Writing High Quality Production Code with LLMs Is a Solved Problem(escobyte.substack.com)

8 pointsby menzoic6 hours ago5 comments

menzoic6 hours ago
I work at Airbnb where I write 99% of my production code using LLMs. Spotify's CEO recently announced something similar, but I mention my employer not because my workflow is sponsored by them (many early adopters learned similar techniques), but to establish a baseline for the massive scale, reliability constraints, and code quality standards this approach has to survive.
Many engineers abandon LLMs because they run into problems almost instantly, but these problems have solutions. If you're a skeptic, please read and let me know what you think.
The top problems are:
* Constant refactors (generated code is really bad or broken)
* Lack of context (the model doesn’t know your codebase, libraries, APIs, etc.)
* Poor instruction following (the model doesn’t implement what you asked for)
* Doom loops (the model can’t fix a bug and tries random things over and over again)
* Complexity limits (inability to modify large codebases or create complex logic)
In this article, I show how to solve each of these problems by using the LLM as a force multiplier for your own engineering decisions, rather than a random number generator for syntax.
A core part of my approach is Spec-Driven Development. I outline methods for treating the LLM like a co-worker having technical discussions about architecture and logic, and then having the model convert those decisions into a spec and working code.
carrot5Top5 hours ago
For sure, with the latest models, treating the model like a respected professional that needs context and input is essential. usually I get the best results when the context window is right around 70% full
- menzoic5 hours ago
  > get the best results when the context window is right around 70%
  I used to be trigger happy with /compact or using the hand off technique to transfer knowledge between sessions with a doc. But lately the newer generation of models seem to be handling long context pretty well up to around 20% remaining context.
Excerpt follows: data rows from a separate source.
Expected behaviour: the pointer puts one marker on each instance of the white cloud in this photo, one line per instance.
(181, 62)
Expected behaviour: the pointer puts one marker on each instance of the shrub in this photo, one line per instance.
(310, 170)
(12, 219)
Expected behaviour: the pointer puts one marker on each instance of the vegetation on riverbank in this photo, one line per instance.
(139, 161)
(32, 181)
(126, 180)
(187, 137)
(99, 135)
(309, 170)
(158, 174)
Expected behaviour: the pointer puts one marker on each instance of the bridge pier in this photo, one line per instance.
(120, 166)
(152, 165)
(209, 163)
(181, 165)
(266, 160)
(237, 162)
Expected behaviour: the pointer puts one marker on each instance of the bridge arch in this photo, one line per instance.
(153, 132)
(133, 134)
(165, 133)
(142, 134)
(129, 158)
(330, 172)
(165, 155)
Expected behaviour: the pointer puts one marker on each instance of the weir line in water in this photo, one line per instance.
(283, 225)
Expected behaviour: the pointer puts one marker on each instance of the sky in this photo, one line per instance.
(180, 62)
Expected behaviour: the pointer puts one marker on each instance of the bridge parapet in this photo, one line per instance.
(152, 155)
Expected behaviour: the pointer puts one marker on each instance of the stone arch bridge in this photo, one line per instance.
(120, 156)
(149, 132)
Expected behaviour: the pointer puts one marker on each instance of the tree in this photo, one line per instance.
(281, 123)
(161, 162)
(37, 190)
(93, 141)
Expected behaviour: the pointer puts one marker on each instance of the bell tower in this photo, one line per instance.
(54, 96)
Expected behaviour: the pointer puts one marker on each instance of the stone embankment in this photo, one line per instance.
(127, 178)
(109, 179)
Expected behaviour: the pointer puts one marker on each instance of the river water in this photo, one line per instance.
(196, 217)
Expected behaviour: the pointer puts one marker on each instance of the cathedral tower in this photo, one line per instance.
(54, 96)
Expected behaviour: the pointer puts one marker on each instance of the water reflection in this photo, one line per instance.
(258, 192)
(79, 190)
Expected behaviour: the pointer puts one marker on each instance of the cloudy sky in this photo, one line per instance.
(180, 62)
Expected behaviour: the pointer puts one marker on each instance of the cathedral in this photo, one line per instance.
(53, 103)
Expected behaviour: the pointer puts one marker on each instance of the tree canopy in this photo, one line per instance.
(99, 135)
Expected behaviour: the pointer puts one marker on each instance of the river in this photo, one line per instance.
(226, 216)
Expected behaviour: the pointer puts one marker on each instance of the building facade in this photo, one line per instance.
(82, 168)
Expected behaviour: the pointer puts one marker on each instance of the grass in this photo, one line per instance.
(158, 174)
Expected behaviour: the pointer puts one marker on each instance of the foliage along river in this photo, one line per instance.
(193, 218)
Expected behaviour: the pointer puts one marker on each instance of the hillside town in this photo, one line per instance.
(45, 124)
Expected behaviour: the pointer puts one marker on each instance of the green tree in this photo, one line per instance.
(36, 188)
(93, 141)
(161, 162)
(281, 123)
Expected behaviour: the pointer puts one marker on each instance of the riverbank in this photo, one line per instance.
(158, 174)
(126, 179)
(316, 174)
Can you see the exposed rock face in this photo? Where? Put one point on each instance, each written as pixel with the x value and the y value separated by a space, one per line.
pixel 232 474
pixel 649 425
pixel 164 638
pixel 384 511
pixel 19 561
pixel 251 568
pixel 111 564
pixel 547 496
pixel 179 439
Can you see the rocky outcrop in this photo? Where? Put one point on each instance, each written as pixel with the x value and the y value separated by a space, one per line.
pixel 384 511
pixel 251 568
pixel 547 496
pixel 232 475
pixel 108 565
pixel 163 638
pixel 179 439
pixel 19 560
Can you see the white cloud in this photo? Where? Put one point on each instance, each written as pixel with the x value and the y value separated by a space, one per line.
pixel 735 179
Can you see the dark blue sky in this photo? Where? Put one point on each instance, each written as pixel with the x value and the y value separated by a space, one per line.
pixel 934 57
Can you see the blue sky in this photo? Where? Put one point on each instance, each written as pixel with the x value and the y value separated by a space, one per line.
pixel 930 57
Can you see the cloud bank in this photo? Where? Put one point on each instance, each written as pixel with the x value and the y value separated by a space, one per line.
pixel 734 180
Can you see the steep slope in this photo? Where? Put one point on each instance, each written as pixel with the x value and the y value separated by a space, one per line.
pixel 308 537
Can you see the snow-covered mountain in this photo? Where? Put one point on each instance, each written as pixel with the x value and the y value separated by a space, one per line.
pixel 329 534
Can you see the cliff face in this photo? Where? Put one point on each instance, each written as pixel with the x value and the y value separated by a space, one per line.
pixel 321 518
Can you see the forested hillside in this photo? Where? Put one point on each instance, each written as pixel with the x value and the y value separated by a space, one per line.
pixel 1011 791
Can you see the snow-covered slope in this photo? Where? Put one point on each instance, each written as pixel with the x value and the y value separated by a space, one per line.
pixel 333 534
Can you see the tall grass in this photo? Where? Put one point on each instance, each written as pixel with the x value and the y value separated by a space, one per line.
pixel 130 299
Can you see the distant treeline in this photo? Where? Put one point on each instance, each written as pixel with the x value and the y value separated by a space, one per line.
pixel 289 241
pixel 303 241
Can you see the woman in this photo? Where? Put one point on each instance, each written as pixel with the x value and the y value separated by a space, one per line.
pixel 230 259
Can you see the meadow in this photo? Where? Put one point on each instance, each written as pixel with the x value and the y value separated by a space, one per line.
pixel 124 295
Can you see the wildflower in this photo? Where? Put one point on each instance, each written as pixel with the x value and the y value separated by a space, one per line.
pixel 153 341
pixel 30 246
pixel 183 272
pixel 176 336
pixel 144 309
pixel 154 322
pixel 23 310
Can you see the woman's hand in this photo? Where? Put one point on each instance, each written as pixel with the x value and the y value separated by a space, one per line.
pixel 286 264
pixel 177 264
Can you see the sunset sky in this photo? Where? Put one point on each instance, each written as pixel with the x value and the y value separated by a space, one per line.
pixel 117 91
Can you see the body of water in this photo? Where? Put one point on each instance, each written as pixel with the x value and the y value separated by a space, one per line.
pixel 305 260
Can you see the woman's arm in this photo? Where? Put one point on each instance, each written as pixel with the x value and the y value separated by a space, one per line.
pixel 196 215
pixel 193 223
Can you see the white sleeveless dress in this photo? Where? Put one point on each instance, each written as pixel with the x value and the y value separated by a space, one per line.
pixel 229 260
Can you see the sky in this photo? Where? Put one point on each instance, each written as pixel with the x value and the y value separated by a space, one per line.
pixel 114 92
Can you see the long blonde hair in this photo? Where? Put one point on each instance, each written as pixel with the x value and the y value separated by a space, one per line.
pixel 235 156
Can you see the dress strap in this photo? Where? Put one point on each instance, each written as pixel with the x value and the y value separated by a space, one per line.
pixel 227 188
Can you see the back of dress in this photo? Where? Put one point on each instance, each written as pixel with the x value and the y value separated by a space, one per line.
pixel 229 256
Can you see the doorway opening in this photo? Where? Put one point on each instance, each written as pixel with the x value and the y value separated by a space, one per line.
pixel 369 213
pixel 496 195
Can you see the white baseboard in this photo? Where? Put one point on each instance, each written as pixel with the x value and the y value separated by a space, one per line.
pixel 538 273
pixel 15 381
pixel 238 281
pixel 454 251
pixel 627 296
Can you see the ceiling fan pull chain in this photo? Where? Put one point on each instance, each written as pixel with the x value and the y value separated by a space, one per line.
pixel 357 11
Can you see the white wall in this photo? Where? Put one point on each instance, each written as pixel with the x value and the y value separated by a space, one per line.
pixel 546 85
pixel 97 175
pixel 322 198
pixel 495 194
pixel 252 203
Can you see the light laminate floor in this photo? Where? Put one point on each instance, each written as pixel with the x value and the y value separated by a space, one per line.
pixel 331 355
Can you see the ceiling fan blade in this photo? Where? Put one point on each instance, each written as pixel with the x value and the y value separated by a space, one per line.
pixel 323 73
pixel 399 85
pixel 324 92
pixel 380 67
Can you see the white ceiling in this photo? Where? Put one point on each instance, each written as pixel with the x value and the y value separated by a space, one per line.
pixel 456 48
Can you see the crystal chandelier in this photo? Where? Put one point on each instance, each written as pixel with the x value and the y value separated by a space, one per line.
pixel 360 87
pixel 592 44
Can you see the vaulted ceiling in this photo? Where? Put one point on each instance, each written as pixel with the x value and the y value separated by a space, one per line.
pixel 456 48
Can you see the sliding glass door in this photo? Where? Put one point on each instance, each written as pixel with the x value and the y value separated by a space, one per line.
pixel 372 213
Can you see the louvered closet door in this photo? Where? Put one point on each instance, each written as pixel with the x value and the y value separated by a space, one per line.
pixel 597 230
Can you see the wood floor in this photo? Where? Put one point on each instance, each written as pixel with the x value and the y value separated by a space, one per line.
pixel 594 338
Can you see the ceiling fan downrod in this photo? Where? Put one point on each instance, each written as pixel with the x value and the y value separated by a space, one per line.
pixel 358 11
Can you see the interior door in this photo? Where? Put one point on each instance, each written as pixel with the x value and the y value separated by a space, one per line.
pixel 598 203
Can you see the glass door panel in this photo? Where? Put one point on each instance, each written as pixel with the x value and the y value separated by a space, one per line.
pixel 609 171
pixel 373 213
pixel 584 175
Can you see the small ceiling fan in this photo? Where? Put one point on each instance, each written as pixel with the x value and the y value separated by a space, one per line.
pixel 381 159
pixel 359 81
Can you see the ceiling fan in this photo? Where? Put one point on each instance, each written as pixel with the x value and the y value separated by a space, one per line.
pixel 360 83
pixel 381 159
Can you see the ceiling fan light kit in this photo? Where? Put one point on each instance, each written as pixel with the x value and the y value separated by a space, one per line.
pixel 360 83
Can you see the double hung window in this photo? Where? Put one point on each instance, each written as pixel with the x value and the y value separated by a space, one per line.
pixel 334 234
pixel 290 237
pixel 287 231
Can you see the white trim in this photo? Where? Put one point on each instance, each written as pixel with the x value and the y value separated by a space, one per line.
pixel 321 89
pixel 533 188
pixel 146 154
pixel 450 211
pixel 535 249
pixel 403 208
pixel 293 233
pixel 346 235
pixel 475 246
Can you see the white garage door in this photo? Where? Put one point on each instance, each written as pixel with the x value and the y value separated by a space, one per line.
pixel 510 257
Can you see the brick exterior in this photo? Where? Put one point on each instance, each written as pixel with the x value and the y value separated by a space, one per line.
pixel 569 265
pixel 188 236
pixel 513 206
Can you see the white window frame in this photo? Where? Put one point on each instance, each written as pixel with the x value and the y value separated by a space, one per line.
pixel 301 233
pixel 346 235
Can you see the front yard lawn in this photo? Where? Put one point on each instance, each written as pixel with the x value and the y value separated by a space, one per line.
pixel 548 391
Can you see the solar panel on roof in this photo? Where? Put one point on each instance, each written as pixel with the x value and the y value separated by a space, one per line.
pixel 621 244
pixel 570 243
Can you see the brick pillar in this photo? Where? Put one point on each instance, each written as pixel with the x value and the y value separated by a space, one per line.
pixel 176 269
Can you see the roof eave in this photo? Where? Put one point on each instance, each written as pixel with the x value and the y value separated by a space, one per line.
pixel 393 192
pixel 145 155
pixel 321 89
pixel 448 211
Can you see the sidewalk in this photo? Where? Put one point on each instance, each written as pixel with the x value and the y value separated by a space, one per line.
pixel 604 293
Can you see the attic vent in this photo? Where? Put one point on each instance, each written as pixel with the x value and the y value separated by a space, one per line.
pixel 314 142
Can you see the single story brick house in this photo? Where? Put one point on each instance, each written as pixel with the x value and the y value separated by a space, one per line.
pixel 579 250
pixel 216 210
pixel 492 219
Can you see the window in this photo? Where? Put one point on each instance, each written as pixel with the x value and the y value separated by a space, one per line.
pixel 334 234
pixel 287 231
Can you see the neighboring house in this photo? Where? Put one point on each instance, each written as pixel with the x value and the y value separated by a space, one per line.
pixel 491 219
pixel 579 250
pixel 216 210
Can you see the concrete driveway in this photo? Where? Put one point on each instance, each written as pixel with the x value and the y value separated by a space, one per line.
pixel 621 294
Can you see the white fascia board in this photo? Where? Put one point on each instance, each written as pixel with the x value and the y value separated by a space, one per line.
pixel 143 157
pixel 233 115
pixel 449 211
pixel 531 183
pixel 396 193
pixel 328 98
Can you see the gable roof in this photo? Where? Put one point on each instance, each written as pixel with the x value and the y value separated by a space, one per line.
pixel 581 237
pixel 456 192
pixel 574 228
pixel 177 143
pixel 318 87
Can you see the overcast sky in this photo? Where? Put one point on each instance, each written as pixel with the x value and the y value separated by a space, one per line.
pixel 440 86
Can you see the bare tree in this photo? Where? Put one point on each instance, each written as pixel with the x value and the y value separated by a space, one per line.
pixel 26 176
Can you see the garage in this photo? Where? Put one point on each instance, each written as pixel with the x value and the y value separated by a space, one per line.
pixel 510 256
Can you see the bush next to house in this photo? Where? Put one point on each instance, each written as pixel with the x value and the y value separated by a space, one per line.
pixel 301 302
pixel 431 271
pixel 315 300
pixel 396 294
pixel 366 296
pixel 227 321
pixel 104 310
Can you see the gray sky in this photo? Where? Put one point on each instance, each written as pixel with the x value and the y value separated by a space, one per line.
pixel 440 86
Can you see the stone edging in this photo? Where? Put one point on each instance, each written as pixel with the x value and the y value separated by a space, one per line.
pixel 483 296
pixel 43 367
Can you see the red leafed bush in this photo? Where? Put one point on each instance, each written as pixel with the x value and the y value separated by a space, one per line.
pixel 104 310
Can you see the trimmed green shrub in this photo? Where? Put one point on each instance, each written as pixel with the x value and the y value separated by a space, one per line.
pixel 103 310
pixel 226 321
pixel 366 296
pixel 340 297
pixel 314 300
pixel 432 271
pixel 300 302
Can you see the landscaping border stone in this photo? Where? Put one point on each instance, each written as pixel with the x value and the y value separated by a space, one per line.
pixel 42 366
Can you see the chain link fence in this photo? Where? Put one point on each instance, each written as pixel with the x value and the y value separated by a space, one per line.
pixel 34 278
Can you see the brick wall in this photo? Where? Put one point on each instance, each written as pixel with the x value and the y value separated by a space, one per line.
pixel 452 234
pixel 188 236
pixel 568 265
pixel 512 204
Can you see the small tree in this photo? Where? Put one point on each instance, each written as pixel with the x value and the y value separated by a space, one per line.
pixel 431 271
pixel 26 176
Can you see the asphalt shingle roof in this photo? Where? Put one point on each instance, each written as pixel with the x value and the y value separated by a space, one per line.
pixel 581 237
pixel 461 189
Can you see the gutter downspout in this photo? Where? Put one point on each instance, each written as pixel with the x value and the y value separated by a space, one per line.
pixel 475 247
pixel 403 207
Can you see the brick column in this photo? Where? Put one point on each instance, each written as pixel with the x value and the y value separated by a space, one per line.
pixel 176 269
  But this is when I'm working on the same focused task. I would instantly reset it if I started implementing an unrelated task. Even if there was 90% left, since theres just no benefit to keeping the old context
chalmers5 hours ago
Yep! That’s almost exactly the workflow I’ve landed on too. I could not agree more
- menzoic5 hours ago
  It's basically the typical SDLC boosted with LLMs. Especially the part where you can explore tradeoffs and alternative approaches rapidly.
5 hours ago
undefined
Soupzzz5 hours ago
I read you are using Codex and lost interest in the rest of the post
- menzoic5 hours ago
  LOL, honestly I hated Codex when it first came out. It was backed by o3 at the time.
  But literally as soon as GPT-5 came out in Codex and with the "high" option, I completely switched from Claude Codex to Codex. Never imagined that would happen so fast.